What is Compost?
Compost is dinner for your garden. Just as people need food for energy, so does garden soil. Frequent planting uses up nutrients that plants need to grow well, and soil becomes hard and airless. The best way to enrich and nourish your garden soil is to add compost. When plants die, their nutrients go back into the soil to feed other plants. Making compost accelerates that process, to help your plants grow well every year. When you dig in compost you are feeding and improving your soil.
You will find making compost is very easy. Pick a small patch of your yard that's not easily seen from the rest of the yard, probably a place where nothing grows all that well. A "patch" can be as small as 4 feet by 4 feet.
Unlike a hungry human family, plants love leftovers: dead leaves; grass cuttings; the peelings and seeds from fruits and vegetables; old egg shells; coffee grounds; and wilted flowers all make good compost. But do not put cooked food, meat or any other proteins in your compost; they draw rodents and they smell awful.

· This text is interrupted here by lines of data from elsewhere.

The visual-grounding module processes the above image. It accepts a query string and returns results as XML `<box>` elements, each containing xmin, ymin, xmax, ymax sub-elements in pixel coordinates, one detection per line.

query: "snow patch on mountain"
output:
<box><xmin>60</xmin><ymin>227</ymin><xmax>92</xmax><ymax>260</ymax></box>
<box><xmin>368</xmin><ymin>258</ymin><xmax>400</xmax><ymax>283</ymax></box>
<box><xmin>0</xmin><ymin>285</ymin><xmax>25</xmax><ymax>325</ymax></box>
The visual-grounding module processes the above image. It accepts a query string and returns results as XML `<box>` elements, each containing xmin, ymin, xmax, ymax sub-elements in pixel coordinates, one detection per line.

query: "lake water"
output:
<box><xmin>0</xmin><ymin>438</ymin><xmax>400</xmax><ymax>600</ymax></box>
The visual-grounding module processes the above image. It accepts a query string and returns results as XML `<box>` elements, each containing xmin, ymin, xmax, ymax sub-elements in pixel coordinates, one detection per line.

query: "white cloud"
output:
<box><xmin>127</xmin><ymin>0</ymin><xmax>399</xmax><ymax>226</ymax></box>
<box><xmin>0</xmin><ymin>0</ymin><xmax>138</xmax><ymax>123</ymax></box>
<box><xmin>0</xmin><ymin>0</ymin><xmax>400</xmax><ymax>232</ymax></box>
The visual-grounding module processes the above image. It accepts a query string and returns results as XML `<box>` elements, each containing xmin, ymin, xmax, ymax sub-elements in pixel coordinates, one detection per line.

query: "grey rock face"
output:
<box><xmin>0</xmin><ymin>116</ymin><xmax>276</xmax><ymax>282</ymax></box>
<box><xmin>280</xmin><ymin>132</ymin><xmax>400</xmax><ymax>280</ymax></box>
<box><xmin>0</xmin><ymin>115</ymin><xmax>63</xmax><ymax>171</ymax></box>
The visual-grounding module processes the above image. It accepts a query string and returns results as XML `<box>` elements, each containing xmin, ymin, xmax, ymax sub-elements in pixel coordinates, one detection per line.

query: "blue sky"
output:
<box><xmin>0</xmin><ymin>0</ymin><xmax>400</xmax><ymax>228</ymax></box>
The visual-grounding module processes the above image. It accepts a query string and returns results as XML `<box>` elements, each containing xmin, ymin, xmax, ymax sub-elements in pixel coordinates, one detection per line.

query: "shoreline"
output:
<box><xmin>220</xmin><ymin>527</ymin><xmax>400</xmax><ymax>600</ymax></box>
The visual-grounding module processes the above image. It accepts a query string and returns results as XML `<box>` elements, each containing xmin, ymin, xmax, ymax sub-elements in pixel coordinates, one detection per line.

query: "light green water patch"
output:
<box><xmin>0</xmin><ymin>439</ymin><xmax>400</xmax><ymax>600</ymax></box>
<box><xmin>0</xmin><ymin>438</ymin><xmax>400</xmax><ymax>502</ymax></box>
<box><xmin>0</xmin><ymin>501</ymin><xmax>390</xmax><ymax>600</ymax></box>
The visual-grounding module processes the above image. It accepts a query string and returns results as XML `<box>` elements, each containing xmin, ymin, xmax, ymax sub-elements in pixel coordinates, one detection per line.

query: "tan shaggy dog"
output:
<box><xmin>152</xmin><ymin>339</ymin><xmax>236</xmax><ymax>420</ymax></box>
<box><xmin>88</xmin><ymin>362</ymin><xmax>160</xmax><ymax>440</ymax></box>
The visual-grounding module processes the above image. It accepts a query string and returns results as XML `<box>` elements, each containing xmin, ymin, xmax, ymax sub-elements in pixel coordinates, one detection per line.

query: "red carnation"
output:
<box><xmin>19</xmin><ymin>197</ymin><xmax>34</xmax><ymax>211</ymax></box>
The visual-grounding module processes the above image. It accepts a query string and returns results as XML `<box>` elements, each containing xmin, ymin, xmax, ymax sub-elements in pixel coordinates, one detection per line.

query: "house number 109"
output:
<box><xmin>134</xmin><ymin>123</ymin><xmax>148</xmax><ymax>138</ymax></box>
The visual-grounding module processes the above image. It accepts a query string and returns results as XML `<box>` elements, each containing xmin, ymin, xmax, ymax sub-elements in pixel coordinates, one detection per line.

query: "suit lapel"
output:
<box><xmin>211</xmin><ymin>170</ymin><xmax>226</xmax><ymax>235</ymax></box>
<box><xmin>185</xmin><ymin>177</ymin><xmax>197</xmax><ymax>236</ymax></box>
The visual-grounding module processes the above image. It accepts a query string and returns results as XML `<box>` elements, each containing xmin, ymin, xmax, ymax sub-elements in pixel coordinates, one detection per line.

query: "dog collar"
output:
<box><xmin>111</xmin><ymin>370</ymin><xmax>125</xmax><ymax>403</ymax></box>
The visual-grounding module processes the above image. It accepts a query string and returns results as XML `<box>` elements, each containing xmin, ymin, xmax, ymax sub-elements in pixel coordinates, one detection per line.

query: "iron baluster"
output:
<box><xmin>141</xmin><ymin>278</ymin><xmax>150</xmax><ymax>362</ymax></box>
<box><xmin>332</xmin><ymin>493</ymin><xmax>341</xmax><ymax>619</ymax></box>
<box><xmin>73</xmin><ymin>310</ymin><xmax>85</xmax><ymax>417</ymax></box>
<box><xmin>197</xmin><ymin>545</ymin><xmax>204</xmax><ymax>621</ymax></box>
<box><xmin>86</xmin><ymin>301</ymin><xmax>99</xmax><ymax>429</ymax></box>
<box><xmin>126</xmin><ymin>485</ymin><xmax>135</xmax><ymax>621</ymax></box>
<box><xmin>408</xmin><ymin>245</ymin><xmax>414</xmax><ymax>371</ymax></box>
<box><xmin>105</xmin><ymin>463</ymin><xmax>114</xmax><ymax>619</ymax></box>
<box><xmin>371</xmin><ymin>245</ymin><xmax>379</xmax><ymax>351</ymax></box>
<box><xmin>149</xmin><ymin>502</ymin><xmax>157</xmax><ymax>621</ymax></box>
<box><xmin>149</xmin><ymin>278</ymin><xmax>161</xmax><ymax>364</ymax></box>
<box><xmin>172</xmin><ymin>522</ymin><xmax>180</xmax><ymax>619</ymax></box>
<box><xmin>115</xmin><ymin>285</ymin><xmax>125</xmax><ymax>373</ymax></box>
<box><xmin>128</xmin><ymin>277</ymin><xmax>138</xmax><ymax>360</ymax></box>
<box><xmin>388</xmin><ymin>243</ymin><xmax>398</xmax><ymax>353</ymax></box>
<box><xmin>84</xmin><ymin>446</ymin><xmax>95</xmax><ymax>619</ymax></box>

The leaves, grass and kitchen-waste make especially good compost if you mix them together, water them from time to time and let them sit till they decompose. Let them decompose long enough and you will find that what they have turned into is dirt. Healthy nourishing dirt that you dig into your garden before you put in your new spring plants. That's compost.
Making Compost Better
Once you're started it's hard to stop. Here are some things you can do to make even better compost:
Look at the different kinds of containers you can buy for making compost. Some are just bins that keep your compost pile from spreading all over the yard. Some have several trays for different stages of compost and vents to let in rain water. You can buy tools to aerate your compost pile, mixing everything together and exposing it to the open air. If you are getting serious about making your own compost, it's worth seeing what can help you do it more easily.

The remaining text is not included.